Question

A turn of radius $20m$ is banked for the vehicles going at a speed of $36km/h$. If the coefficient of static friction between the road and the tyre is $0.4$, what are the possible speeds of a vehicle so that it neither slips down nor skids up?

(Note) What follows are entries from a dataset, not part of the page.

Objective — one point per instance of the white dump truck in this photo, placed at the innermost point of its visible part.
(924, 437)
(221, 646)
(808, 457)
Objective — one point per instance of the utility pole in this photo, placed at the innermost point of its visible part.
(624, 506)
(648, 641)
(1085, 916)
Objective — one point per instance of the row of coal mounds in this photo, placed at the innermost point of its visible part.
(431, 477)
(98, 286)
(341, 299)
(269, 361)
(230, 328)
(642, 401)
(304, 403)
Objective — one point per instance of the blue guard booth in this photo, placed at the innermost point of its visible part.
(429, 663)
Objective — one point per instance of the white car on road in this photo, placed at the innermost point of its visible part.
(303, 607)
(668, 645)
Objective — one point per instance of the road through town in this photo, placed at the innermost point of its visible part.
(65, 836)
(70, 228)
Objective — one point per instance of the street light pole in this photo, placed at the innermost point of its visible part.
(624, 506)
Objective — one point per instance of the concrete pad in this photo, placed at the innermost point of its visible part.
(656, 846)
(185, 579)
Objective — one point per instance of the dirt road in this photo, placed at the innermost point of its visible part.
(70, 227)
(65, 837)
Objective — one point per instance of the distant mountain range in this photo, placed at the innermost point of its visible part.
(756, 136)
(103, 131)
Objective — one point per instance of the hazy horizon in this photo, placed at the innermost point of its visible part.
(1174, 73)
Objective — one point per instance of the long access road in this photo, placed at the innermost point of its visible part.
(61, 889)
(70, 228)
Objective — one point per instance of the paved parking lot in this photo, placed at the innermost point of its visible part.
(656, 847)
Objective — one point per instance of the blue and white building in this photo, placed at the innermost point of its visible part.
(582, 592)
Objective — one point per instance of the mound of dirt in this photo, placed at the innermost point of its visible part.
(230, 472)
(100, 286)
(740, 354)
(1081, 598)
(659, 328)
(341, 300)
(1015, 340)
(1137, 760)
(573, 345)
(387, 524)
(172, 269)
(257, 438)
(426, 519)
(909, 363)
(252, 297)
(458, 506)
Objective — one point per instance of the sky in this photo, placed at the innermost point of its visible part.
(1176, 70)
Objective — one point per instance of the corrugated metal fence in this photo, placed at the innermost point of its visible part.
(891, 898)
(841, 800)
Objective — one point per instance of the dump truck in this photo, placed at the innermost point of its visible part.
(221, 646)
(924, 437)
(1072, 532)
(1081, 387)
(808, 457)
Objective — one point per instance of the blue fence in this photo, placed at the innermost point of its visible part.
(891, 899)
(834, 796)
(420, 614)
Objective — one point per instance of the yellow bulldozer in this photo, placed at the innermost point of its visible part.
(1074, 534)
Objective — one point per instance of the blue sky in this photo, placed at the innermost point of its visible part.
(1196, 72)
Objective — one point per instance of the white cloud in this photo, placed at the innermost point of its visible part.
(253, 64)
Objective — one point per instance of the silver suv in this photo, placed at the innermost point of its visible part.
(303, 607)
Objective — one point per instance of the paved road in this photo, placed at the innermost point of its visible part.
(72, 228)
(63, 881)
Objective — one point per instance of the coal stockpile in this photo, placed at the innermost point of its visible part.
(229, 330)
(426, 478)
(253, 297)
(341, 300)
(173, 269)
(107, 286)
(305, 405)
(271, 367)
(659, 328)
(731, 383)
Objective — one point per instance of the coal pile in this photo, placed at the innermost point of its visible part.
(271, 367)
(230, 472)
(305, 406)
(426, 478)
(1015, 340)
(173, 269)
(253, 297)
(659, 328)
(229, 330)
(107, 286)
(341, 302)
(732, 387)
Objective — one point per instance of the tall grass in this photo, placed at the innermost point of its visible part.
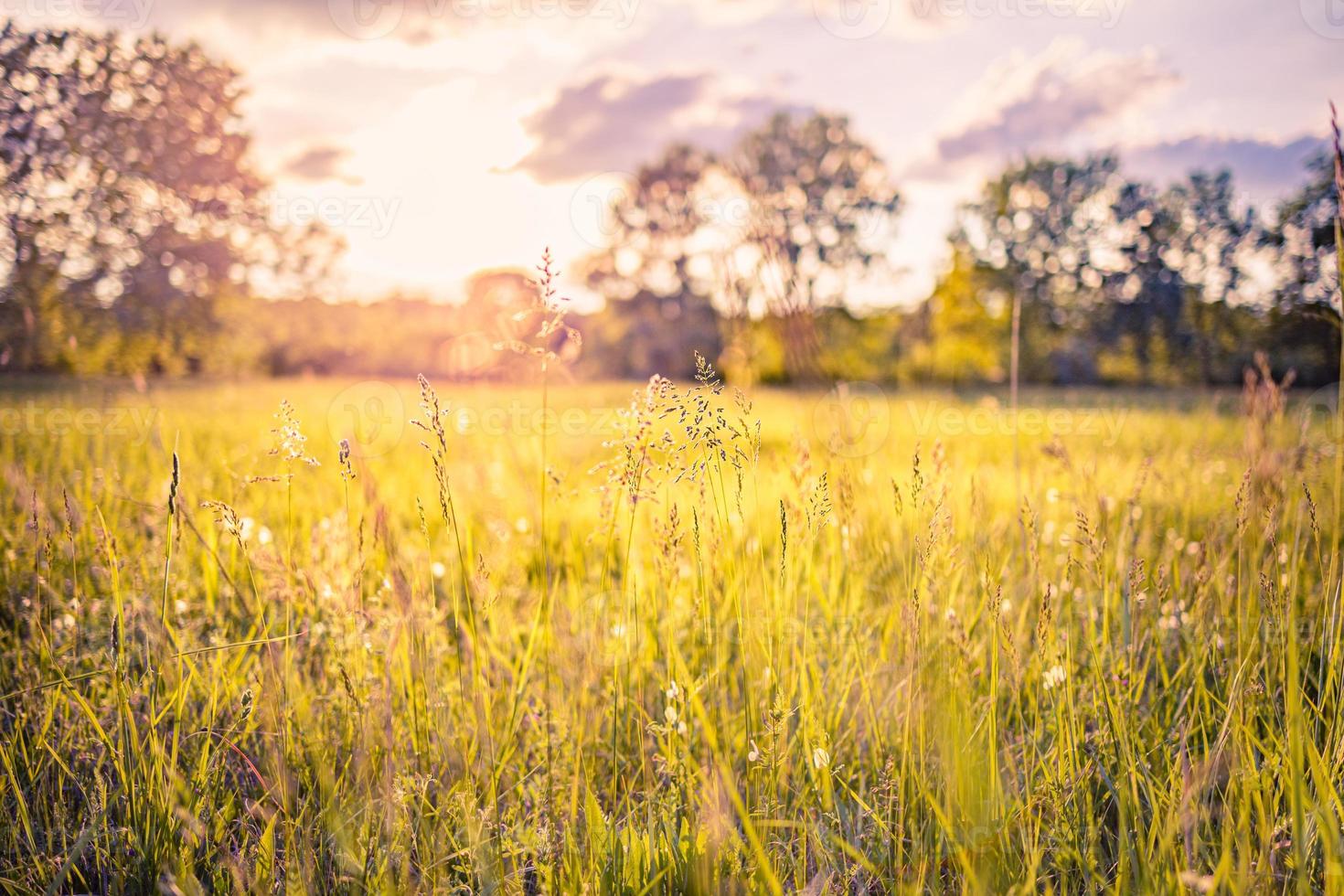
(737, 656)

• A. $14.7km/h$ and $54km/h$
• B. $14.2km/h$ and $50km$
• C. $11.7km/h$ and $44km/h$
• D. $17.7km/h$ and
  $34km/h$

Answer 1

The correct option is A $14.7km/h$ and $54km/h$

Given speed of the vehicle $v=36$ km/hr$=36\times \frac{5}{18}=10m/s$

turning radius $r=20m$ and static friction ${\mu }_s=0.4$

The bend angle of the road $\theta ={tan}^{-1}\left(\frac{v^2}{rg}\right)={tan}^{-1}0.5$

When the car travels at maximum speed so that it slips upwards and the component $\mu R$ acts downwards. So,$R_1-mg\cos \theta -\frac{m{v}^2}{r}\sin \theta =0$-------(A)

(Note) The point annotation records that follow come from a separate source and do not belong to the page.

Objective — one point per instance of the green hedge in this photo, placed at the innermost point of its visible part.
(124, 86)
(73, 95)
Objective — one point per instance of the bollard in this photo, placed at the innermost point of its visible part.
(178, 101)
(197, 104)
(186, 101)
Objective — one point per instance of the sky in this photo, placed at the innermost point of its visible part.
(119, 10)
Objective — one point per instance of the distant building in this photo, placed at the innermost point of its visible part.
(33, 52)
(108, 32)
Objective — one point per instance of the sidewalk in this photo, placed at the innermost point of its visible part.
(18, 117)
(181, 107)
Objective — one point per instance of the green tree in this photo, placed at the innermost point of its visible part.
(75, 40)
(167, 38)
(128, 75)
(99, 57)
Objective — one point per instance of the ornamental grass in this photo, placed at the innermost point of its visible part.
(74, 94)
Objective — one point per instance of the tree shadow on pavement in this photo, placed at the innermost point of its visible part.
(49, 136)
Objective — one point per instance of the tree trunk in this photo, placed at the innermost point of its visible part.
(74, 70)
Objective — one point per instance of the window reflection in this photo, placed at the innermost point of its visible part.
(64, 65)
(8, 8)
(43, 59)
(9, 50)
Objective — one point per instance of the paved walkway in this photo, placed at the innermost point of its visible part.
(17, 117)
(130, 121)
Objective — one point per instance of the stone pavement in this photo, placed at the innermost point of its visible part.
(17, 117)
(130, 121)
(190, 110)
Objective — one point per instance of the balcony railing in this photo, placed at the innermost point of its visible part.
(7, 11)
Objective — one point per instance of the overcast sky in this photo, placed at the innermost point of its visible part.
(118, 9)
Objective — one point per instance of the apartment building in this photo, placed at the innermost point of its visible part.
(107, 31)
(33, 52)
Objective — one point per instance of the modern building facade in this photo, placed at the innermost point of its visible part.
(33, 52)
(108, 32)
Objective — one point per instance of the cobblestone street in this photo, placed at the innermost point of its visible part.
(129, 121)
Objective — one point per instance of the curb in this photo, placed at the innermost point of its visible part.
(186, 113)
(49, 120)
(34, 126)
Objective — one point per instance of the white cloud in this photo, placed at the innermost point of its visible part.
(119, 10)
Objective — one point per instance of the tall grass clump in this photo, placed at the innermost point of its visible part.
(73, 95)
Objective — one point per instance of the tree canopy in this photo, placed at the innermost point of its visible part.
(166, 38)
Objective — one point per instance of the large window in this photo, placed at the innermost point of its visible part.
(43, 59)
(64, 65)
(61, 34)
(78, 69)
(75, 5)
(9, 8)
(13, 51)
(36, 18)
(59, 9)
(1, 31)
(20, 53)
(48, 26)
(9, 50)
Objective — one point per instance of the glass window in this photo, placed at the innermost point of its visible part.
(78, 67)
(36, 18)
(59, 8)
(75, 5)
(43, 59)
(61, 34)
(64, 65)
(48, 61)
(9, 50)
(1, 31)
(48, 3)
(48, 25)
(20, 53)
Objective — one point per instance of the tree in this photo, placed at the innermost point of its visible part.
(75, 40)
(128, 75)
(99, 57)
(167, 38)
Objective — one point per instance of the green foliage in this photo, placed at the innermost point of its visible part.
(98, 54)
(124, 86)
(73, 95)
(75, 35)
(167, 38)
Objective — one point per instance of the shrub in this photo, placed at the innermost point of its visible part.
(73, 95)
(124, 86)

and $\mu R_1+mgsin\theta -\frac{m{v}^2}{r}\cos \theta =0$----------(B)

Solving the equation we get,

$v_1=\sqrt{rg\frac{\tan \theta -\mu }{1+\mu \tan \theta }}=\sqrt{20\times 10(\frac{0.1}{1.2}})=4.082$m/s=14.7 km/h

Hence its possible speed will be between 14.7 and 54 km/h